I only wish such a self-portrait could have lived concurrently with an instrumental setup akin to the band’s 1999 debut. Some lyrics, their brutality, do feel like overcompensations – the “buried alive in your lies. Are you the devil I know or the devil I don’t?” from Desdemona – though at least they are perfectly brutal, albeit distractions from plainer, unbracing indie rock.
Any overcompensation on the musical front is best evidenced by No Feeling’s lack of care. The mix is plagued by a noisy vibraphone that intrudes, like a convenient act of self-sabotage. An artistic proclamation of beauty within or just bad production?
But you can put that to one side and treasure Mike’s ‘very emo’ sincerity, juggled by warty lyrics and the funereal he sings them with. He has grown, in his late forties, into a remarkably engaging singer, sneaking his voice into Man Overboard as if dodging the tumbling rocks envisioned by its toms, underlining his self-hatred.
He whimpers on Bad Moons (“surprise, I’m just two little boys in a trench coat with plastic knives”); the album’s complete package of conveyance, featuring a bassline melodic with purpose, and violins that twinkle and screech. Mike is gutsy, embarrassed, and demands a burning crescendo.
He softly approaches compromise, communication and accountability on Patron Saint of Pale – “I was born cursed with two left feet and I can’t keep dancing to the beats of all your dumb doldrums”.

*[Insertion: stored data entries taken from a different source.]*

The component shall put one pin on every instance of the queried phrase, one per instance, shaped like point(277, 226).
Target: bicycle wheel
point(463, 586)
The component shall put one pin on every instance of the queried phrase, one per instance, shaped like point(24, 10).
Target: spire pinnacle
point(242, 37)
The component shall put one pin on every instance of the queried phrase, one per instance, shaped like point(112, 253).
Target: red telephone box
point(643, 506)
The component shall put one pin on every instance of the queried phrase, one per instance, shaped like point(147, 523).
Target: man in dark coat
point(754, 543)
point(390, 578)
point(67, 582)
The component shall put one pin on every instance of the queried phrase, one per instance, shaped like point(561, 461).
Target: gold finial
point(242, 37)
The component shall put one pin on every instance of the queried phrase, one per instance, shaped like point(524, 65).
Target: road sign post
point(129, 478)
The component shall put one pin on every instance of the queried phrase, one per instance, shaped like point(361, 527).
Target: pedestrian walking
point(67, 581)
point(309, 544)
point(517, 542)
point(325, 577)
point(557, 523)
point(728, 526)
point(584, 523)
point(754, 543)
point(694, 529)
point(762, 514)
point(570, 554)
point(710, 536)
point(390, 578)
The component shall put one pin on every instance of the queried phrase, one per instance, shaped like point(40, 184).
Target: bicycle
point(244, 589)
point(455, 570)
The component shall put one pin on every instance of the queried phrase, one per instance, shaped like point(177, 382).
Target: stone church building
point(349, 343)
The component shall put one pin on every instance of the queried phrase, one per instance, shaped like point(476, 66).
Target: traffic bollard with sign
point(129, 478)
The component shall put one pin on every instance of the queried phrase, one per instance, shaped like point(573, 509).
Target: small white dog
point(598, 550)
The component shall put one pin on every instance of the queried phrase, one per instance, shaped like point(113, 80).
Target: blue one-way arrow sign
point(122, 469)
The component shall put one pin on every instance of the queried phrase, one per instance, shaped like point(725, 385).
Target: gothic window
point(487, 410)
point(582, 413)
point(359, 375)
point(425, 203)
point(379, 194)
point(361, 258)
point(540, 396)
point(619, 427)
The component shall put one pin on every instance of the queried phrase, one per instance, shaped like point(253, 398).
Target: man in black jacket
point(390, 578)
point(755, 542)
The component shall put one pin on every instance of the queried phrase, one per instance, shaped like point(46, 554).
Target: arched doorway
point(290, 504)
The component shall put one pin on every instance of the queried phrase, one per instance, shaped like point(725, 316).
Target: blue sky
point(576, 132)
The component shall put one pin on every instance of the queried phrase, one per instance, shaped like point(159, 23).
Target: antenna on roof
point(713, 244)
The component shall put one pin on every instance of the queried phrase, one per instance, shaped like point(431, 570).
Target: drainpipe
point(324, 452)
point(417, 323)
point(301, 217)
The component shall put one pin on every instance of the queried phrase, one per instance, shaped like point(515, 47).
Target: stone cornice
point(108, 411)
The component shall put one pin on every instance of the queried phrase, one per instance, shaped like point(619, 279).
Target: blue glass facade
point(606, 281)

For once, an American Football album was made out of necessity, not to supply technical rock music to those who want it, but to give an update on wherewithal, for the sake of mutuality. That said, No Soul to Save has an impressively uncertain rhythm to it.
It helps that LP4 is not an album that begs for forgiveness; it takes no qualms with “fuck this guy” being the audience response; Mike doesn’t puppy-dog his singing.
It is strange that we’ve reached a point in history in which there are four American Football albums; we went seventeen years with only one. Stranger still is the persistent unity to the band that remains beautiful. American Football ruptured following the release of its third album in 2019; excessive drinking and in-band bullying tore the group apart.
But Mike Kinsella, Steve Holmes, Steve Lamos, and more recently, Nate Kinsella, refuse to do the whole American Football thing without one another. The band’s vitality is now allotted by the weight of the guilt its current state developed from. That and the repurposed, refurbished unity of this staple of rock music that is, somehow, still together.
Best tracks – Man Overboard – Bad Moons.